About the project


Ambition of the project

  • Hard-/Software engineering for full-composite lightweight ULDs (Unit Load Devices) that will be integrated into the existing IT-structure of the airports
  • Self-sufficient operation by energy production using energy harvesting technologies
  • Data collection by integrated sensors triggering alerts and sending protocols to the control centre (telematics)
  • Usage of ad-hoc networks for container-to-container communication (peer to peer)
  • Adoption of multi-agent systems (MAS) to conduct a global and autonomous network

Short description 

Litchis from China, tomatoes from Spain and fish from Alaska: Even if these products have to cover great distances to get to the consumers, they have to be fresh. Every year a huge amount of fresh groceries are send via airfreight all around the globe. This increases the demands of the logistical process. The global accessibility of logistical data beyond the reach of the own enterprise allows an autonomous material flow and is a necessity for smooth operation. Objects e.g. transport boxes need to communicate with one another in order to create an autonomous material flow. Until now, technologies such as RFID were used to achieve networking among transport containers. For the operation of a RFID system the required infrastructure (reader, middleware, etc.) limits the usability of the technology along the supply chain. Without these infrastructures the objects are completely isolated from their environment.

To avoid this dependency, DyCoNet points out a different way to enable airfreight containers to work and communicate autonomously. Furthermore technologies such as GSM/UMTS, GPS, and energy harvesting are integrated into the ULDs to enable them to be self-sufficient, able to communicate, and to be tracked. The stand-alone design makes additional hardware installations superfluous while existing processes are virtually unchanged.

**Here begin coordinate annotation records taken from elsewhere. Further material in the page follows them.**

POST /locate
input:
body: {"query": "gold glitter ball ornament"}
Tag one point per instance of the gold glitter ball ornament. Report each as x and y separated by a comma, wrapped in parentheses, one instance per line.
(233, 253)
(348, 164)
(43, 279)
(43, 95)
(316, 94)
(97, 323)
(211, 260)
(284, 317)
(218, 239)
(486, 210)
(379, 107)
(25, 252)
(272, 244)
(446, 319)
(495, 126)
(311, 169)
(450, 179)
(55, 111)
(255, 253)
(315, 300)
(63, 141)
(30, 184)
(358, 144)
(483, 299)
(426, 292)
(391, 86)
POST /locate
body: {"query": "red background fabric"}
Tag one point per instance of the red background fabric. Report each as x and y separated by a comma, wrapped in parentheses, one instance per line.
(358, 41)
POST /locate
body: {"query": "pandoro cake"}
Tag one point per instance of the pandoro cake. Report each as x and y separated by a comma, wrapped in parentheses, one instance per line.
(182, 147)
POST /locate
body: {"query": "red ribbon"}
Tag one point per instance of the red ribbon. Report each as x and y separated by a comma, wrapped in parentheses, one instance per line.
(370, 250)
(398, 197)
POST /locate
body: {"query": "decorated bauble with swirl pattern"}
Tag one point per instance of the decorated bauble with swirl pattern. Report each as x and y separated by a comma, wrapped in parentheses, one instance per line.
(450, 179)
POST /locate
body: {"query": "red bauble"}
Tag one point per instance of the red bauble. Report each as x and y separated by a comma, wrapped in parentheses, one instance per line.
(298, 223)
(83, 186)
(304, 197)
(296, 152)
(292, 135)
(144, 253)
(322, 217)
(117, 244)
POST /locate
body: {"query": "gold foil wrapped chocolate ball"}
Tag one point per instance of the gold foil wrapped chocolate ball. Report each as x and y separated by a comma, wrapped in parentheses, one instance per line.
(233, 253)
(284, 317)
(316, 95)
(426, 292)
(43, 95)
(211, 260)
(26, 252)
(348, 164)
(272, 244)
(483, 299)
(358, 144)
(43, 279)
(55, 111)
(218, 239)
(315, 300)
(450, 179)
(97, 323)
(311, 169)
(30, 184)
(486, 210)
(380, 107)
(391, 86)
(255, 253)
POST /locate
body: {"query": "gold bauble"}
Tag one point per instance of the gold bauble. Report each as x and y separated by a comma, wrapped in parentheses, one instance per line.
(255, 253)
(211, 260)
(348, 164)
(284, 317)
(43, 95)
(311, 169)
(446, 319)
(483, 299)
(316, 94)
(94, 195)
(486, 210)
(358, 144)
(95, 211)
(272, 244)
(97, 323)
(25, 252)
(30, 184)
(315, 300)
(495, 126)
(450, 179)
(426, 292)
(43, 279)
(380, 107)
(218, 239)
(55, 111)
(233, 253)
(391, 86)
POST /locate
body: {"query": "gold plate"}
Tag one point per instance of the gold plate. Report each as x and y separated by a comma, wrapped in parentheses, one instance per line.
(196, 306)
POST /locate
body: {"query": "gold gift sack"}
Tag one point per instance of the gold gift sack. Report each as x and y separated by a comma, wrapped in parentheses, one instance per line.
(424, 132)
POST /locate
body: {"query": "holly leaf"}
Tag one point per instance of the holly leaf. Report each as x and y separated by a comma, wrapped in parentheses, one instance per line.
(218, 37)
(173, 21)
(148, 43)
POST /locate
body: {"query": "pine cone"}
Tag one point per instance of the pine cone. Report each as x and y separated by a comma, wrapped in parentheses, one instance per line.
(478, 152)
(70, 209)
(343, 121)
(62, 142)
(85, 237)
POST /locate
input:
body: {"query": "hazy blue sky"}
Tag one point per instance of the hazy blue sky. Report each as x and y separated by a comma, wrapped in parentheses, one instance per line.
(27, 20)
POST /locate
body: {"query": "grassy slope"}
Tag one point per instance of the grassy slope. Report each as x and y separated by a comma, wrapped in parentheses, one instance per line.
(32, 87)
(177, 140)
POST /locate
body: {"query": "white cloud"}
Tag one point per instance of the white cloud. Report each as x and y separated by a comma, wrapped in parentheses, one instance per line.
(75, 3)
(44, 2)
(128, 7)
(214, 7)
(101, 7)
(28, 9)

The aim is to design an airfreight container that is completely self-sufficient and does not require further operational infrastructure. At the same time the energy harvesting modules ensure that the ULD will never ever run out of electricity, which allows non-stop usage anywhere in the world with permanent access to the business’ network. This offers transmission of data that was collected by the integrated sensors, as well as booking transport equipment at the respective airport.

Until now technologies that used wireless communication such as GSM/UMTS, and GPS could not be used in airplanes due to international laws and regulations. The Lufthansa Cargo who is the consortium manager, will introduce a new device which automatically switches off all those pieces of equipment that use radio-waves for communication.
Another crucial aspect that needs to be addressed is the energy supply. By extracting energy from its environment using energy harvesting technologies, the ULD does not need any maintenance according to the power supply. The harvesting modules convert vibration, temperature changes, and exposure to the sun into energy which then is stored in specially designed accumulators.

The economic feasibility is guaranteed by the huge potential of optimizing the complete process chain. Especially when it comes to high price, low volume goods. Along with the process of optimization goes the reduction of maturities, the reduction of diminution, and the tracking of transport damages.